Locus Publisher Charles N. Brown is dead

The name may not mean much unless you’re a science fiction fan or writer, but Charles N. Brown died yesterday when returning home from Readercon.

Brown founded and ran Locus, the newsmagazine of science fiction. Before the web, it was the one way to keep up on the events and people in the field. Even now it continues with reviews, features Index to Science Fiction and the Locus Index to SF Awards. Locus won so many fanzine Hugo awards that they created the semiprozine category to give other people a chance, and Locus then won that category 21 of the 25 years its been awarded.

I first met him back in 1986 at a Boskone. My novel had come out – to an excellent review in Locus. He took a photo of me and put it into Locus, which made me feel I had arrived as an SF writer. I saw him over the weekend at Readercon for the first time in about 15 years and it’s very odd to realize he’s gone.

He was an important figure in science fiction and in Fandom, and his death is a shock to everyone in the field.

I agree completely; I just posted a note about his death on several SF related mailing lists that I participate in. I’ve subscribed to his magazine for years, and hope it lives on.

Word is the magazine will continue.

Good grief.

I only opened this thread to see if someone did this. :stuck_out_tongue:

I started subscripting in college around 1970. They weren’t get super slick, just ordinary mimeograph pages. Later Locus got very slick and very full of themselves. A few years ago I just stopped taking it. No malice, just a parting of the ways and different roads taken.

Charles N. - never knew that the N was for Nikki - was legendarily irascible. I don’t think he ever put my picture in, unless it was part of a group he needed the famous people of. Never figured out why.

He do do a lot to create a semi-professional news organization that concentrated on books rather than personalities. That’s worth something.

I was going to, but the first two posts seemed sad enough that I didn’t want to sully their remembrance.

JThunder obviously had no such qualm. Good for him. :smiley:

Brown certainly had his idiosyncrasies. (And yes, I’ve often heard him referred to as “Charlie Brown,” although it looks like he didn’t like that at all.) I know one writer who was never reviewed in Locus because of some grudge that Brown had for him. And though I subscribed for Locus for several years when I got into the field, I tended to prefer Andrew Porter’s Science Fiction Chronicle as a source of news (I’m sure older fans can have a debate about the strengths and weaknesses of the two publications, but Locus is still publishing while SFC is long gone).

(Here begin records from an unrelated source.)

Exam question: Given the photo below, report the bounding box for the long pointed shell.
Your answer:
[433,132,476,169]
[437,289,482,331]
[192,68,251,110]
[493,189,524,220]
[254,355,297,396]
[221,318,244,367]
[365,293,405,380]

Brown won more Hugo Awards than anyone else by a wide margin. I’m guessing Locus will probably win the semiprozine Hugo this year, too.

That’s a great loss; I’ve read most of the issues of Locus since the mid-70s, and even got namechecked in a copy long ago.
I don’t think I ever met him to speak to, but he and his magazine were mainstays of the field in his reporting of news and reviewing books.